How would I do this? Is there a flag I can test for? Something similar?
I have a bunch of files. Some are unix line endings, many are dos. I'd like to test each file to see if if is dos formatted, before I switch the line endings.
How would I do this? Is there a flag I can test for? Something similar?
You could search the string for \r\n
. That's DOS style line ending.
EDIT: Take a look at this
As a complete Python newbie & just for fun, I tried to find some minimalistic way of checking this for one file. This seems to work:
if "\r\n" in open("/path/file.txt","rb").read():
print "DOS line endings found"
Edit: simplified as per John Machin's comment (no need to use regular expressions).
If you just want to read text files, either DOS or Unix-formatted, this works:
print open('myfile.txt', 'U').read()
That is, Python's "universal" file reader will automatically use all the different end of line markers, translating them to "\n".
Python knows how to find the newline endings in a file, and you can access them through the newline
attribute:
f = open('myfile.txt', 'U')
f.readline() # Reads a line
# This is the newline ending of the first line.

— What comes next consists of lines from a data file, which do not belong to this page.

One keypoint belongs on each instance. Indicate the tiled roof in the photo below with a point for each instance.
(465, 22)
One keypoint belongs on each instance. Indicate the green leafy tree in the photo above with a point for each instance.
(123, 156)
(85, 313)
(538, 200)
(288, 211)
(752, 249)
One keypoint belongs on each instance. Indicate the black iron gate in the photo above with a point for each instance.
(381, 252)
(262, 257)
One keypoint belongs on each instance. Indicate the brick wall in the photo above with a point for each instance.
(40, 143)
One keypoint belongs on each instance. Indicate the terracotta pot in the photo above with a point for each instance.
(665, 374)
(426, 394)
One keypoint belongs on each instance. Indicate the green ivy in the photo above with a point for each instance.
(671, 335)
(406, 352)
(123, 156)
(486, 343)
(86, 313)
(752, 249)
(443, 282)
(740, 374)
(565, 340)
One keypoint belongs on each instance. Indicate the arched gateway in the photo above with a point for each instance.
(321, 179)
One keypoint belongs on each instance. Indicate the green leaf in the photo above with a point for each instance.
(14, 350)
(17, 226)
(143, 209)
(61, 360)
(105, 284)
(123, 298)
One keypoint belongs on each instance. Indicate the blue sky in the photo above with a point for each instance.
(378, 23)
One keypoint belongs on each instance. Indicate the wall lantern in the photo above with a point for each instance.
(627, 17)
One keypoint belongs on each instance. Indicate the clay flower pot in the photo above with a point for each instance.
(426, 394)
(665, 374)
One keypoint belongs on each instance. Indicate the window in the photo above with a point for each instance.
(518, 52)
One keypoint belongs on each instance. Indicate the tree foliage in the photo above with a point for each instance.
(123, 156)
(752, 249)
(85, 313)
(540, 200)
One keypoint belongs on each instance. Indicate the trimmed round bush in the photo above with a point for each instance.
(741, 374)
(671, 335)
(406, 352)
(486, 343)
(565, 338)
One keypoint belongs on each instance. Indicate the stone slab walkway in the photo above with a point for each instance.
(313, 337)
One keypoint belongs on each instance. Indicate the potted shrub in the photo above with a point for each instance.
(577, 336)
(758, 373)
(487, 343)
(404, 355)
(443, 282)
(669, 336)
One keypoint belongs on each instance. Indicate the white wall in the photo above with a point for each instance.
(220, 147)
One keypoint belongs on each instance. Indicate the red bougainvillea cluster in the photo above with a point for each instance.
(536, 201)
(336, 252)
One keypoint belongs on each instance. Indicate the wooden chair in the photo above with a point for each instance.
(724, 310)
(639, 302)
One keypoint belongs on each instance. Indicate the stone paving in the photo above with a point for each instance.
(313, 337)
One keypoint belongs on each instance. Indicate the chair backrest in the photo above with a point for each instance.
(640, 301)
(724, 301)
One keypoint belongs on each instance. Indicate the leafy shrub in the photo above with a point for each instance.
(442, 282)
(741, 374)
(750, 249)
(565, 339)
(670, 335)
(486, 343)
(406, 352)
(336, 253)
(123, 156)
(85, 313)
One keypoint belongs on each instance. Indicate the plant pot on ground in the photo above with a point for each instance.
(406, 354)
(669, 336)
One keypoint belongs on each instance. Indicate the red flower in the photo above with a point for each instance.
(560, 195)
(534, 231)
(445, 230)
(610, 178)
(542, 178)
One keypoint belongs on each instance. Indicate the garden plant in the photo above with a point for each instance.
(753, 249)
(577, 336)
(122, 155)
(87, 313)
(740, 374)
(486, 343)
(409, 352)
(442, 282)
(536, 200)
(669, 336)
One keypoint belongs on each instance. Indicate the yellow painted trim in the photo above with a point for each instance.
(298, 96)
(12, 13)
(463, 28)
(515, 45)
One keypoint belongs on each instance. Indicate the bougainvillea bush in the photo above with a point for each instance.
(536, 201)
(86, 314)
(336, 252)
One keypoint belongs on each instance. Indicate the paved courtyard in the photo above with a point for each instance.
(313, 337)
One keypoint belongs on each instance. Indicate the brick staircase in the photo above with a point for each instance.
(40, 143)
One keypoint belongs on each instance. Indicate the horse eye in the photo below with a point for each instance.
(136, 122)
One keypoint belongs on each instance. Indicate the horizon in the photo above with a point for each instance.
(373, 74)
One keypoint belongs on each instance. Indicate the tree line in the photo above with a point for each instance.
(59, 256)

# It can be "\r\n" (Windows), "\n" (Unix), "\r" (old Mac OS), or None (no newline termination found):
print repr(f.newlines)
This gives the newline ending of the first line (Unix, DOS, etc.), if any. As John M. pointed out, if by any chance you have a pathological file that uses more than one newline coding, f.newlines
is a tuple with all the newline codings found so far, after reading many lines.
If you just want to convert all files, you can simply do:
text = open('myfile.txt', 'U').read() # Automatic conversion of newlines to "\n"
open('myfile.txt', 'w').write(text) # Writes newlines for your platform
Using grep & bash:
grep -c -m 1 $'\r$' file
echo $'\r\n\r\n' | grep -c $'\r$' # test
echo $'\r\n\r\n' | grep -c -m 1 $'\r$'